Category	HTTP	Body	WebSocket frame
Authentication failure	`401 Unauthorized`	`{"error": "auth failure"}`	`{"type": "auth-failed", "error": "auth failure"}`
Access control failure	`403 Forbidden`	`{"error": "access denied"}`	`{"error": "access denied"}` (endpoint-specific frame type)

"Authentication failure" covers missing credential, malformed credential, invalid signature, expired token, revoked API key, and unknown API key — all indistinguishable to the caller.

"Access control failure" covers role insufficient, workspace mismatch, user disabled, and workspace disabled — all indistinguishable to the caller.

Server-side logging is richer. The audit log records the specific reason ("workspace-mismatch: user alice assigned 'acme', requested 'beta'", "role-insufficient: admin required, user has writer", etc.) for operators and post-incident forensics. These messages never appear in responses.

Other error classes (bad request, internal error) remain descriptive because they do not reveal anything about the auth or access-control surface — e.g. "missing required field 'workspace'" or "invalid JSON" is fine.

Gateway changes

The current Authenticator class is replaced with a thin authentication middleware that delegates to the IAM service:

For HTTP requests:

Extract Bearer token from the Authorization header.
If the token has JWT format (dotted structure):
- Validate signature locally using the cached public key.
- Extract user ID, workspace, and roles from claims.
Otherwise, treat as an API key:
- Hash the token and check the local cache.
- On cache miss, call the IAM service to resolve.
- Cache the result (user/workspace/roles) with a short TTL.
If neither succeeds, return 401.
If the user or workspace is disabled, return 403.
Check the user's role against the endpoint's minimum role. If insufficient, return 403.
Resolve the effective workspace:
- If the request includes a workspace parameter, validate it against the user's assigned workspace. Return 403 on mismatch.
- If no workspace parameter, use the user's assigned workspace.
Set the user field in the request context to the effective workspace ID. This propagates through Metadata to all downstream services.

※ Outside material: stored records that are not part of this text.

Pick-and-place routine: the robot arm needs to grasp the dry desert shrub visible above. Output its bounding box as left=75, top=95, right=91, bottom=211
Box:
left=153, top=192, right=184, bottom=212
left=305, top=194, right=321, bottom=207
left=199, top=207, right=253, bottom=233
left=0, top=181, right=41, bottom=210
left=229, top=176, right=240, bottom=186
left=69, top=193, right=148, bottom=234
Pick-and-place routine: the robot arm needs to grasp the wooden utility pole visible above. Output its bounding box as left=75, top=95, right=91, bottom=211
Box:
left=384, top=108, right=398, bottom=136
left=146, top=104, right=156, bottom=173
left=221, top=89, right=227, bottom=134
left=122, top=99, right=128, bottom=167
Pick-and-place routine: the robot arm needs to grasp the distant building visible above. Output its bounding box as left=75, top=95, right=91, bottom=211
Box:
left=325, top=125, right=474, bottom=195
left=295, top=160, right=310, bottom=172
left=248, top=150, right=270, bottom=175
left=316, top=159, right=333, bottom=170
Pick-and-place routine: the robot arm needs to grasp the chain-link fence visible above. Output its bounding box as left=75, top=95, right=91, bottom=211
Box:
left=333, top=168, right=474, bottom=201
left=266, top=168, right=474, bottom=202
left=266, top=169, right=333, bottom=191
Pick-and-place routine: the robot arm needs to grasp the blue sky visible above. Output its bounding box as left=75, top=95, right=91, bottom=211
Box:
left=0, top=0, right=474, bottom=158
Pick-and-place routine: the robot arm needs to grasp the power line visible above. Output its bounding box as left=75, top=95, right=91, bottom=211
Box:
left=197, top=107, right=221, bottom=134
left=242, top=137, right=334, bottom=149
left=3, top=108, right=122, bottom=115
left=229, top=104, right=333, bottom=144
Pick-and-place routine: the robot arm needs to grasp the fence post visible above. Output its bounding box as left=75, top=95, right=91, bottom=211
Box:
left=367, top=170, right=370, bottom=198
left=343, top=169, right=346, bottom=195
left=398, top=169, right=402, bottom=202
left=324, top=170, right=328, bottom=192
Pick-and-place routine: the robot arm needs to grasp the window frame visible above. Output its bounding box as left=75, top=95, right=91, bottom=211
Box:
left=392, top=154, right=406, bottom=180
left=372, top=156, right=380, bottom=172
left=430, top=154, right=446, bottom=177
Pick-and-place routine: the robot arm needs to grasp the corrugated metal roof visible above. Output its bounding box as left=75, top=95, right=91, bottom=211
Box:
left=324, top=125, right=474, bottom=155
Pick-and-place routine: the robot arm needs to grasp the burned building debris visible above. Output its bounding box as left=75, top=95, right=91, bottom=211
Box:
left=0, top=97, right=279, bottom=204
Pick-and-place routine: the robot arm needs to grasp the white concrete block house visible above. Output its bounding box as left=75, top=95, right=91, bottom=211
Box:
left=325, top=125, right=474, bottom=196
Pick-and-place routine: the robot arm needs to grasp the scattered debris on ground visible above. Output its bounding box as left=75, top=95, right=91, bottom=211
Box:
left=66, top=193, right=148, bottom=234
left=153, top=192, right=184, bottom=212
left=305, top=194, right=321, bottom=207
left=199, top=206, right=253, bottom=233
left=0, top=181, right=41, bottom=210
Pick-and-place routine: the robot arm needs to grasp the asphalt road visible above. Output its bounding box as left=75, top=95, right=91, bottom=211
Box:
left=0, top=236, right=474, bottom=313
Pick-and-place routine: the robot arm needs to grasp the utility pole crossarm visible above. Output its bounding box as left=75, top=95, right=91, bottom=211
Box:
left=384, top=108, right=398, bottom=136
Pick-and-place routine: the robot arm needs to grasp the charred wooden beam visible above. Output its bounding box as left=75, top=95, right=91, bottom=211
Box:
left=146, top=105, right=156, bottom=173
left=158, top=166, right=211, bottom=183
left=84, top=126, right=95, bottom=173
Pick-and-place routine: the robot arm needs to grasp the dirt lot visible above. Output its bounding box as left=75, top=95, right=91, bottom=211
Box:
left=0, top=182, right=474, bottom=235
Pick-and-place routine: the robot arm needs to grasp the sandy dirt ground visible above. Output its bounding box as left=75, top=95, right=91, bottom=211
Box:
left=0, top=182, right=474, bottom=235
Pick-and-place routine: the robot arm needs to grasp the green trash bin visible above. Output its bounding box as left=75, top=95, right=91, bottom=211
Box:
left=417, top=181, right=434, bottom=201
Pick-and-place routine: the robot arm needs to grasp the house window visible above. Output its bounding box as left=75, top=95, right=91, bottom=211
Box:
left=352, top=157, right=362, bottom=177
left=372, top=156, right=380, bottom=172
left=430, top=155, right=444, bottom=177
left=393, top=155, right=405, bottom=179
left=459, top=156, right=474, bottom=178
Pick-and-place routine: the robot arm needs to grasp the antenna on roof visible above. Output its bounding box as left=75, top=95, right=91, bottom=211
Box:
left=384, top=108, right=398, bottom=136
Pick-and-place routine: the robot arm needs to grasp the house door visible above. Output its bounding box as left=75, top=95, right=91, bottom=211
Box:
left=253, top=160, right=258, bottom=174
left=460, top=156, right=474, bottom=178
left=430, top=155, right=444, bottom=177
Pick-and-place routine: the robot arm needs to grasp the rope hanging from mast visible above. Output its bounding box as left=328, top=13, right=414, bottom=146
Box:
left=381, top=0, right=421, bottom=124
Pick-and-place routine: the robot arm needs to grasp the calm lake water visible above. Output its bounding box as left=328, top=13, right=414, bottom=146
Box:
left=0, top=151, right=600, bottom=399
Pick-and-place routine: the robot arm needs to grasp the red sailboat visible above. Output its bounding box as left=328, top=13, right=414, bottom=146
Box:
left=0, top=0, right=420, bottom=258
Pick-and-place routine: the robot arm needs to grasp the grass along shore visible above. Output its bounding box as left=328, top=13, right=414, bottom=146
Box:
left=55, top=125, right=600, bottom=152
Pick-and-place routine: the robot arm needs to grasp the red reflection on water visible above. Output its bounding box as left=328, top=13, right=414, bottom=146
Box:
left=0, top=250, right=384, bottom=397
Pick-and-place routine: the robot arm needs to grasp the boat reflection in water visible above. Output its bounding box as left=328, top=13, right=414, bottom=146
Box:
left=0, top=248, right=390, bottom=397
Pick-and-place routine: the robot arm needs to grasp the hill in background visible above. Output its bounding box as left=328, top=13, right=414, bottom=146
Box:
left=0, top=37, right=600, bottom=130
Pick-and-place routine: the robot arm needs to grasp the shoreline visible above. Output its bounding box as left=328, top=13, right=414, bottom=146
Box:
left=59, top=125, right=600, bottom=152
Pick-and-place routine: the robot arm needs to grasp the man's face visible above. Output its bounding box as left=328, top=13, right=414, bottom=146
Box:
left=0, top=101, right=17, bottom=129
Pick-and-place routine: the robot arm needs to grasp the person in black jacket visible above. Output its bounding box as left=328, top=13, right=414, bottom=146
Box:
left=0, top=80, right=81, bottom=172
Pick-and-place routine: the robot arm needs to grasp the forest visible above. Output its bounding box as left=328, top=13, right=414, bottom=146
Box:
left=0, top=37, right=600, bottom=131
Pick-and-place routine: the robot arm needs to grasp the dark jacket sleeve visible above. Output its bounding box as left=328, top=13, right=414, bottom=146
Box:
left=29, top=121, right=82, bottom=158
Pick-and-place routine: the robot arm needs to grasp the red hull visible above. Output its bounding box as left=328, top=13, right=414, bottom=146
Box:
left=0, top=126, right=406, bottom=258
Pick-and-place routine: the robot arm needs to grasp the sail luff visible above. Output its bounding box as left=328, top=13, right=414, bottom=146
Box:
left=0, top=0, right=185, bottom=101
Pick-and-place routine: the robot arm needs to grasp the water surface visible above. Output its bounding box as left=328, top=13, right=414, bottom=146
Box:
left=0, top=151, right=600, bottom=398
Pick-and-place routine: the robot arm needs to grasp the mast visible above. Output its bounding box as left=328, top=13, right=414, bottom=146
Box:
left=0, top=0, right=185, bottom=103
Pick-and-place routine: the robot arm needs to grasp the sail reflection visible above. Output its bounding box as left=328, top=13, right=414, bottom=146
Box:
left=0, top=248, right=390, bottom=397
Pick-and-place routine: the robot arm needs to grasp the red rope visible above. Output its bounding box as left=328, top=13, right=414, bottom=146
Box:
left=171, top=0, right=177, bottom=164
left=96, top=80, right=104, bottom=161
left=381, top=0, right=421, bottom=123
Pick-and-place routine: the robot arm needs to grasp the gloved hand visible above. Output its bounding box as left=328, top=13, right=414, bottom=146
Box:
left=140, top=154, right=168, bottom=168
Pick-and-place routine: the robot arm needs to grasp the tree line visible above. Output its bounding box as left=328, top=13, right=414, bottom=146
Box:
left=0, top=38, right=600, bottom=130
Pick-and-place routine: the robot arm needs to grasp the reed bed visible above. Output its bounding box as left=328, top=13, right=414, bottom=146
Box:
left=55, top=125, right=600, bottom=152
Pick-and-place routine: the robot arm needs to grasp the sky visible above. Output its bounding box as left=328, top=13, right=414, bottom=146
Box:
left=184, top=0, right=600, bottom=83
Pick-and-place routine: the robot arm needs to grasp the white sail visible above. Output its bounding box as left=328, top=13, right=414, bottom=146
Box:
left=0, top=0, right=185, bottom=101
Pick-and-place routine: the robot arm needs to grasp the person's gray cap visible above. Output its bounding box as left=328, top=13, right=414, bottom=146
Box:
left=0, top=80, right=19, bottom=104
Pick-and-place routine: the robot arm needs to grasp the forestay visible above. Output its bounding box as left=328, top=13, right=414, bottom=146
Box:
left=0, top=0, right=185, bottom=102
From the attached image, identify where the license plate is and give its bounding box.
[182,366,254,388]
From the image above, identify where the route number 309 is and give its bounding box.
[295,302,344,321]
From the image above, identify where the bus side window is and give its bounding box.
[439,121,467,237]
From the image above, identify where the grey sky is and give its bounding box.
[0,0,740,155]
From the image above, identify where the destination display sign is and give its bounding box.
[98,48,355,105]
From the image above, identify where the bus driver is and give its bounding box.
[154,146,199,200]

For WebSocket connections:

Accept the connection in an unauthenticated state.
Wait for an auth message ({"type": "auth", "token": "..."}).
Validate the token using the same logic as steps 2-7 above.
On success, attach the resolved identity to the connection and send {"type": "auth-ok", ...}.
On failure, send {"type": "auth-failed", ...} but keep the socket open.
Reject all non-auth messages until authentication succeeds.
Accept new auth messages at any time to re-authenticate.

CLI changes

CLI tools authenticate with API keys:

--api-key argument on all CLI tools, replacing --api-token.
tg-create-workspace, tg-list-workspaces for workspace management.
tg-create-user, tg-list-users, tg-disable-user for user management.
tg-create-api-key, tg-list-api-keys, tg-revoke-api-key for key management.
--workspace argument on tools that operate on workspace-scoped data.
The API key is passed as a Bearer token in the same way as the current shared token, so the transport protocol is unchanged.

Audit logging

With user identity established, the gateway logs:

Timestamp, user ID, workspace, endpoint, HTTP method, response status.
Audit logs are written to the standard logging output (structured JSON). Integration with external log aggregation (Loki, ELK) is a deployment concern, not an application concern.

Config service changes

All configuration is workspace-scoped (see data-ownership-model.md). The config service needs to support this.

Schema change

The config table adds workspace as a key dimension:

config (
    workspace text,
    class text,
    key text,
    value text,
    PRIMARY KEY ((workspace, class), key)
)

Request format

Config requests add a workspace field at the request level. The existing (type, key) structure is unchanged within each workspace.

Get:

{
    "operation": "get",
    "workspace": "workspace-a",
    "keys": [{"type": "prompt", "key": "rag-prompt"}]
}

Put:

{
    "operation": "put",
    "workspace": "workspace-a",
    "values": [{"type": "prompt", "key": "rag-prompt", "value": "..."}]
}

List (all keys of a type within a workspace):

{
    "operation": "list",
    "workspace": "workspace-a",
    "type": "prompt"
}

Delete:

{
    "operation": "delete",
    "workspace": "workspace-a",
    "keys": [{"type": "prompt", "key": "rag-prompt"}]
}

The workspace is set by:

Gateway — from the authenticated user's workspace for API-facing requests.
Internal services — explicitly, based on Metadata.user from the message being processed, or _system for operational config.

System config namespace

Processor-level operational config (logging levels, connection strings, resource limits) is not workspace-specific. This stays in a reserved _system workspace that is not associated with any user workspace. Services read system config at startup without needing a workspace context.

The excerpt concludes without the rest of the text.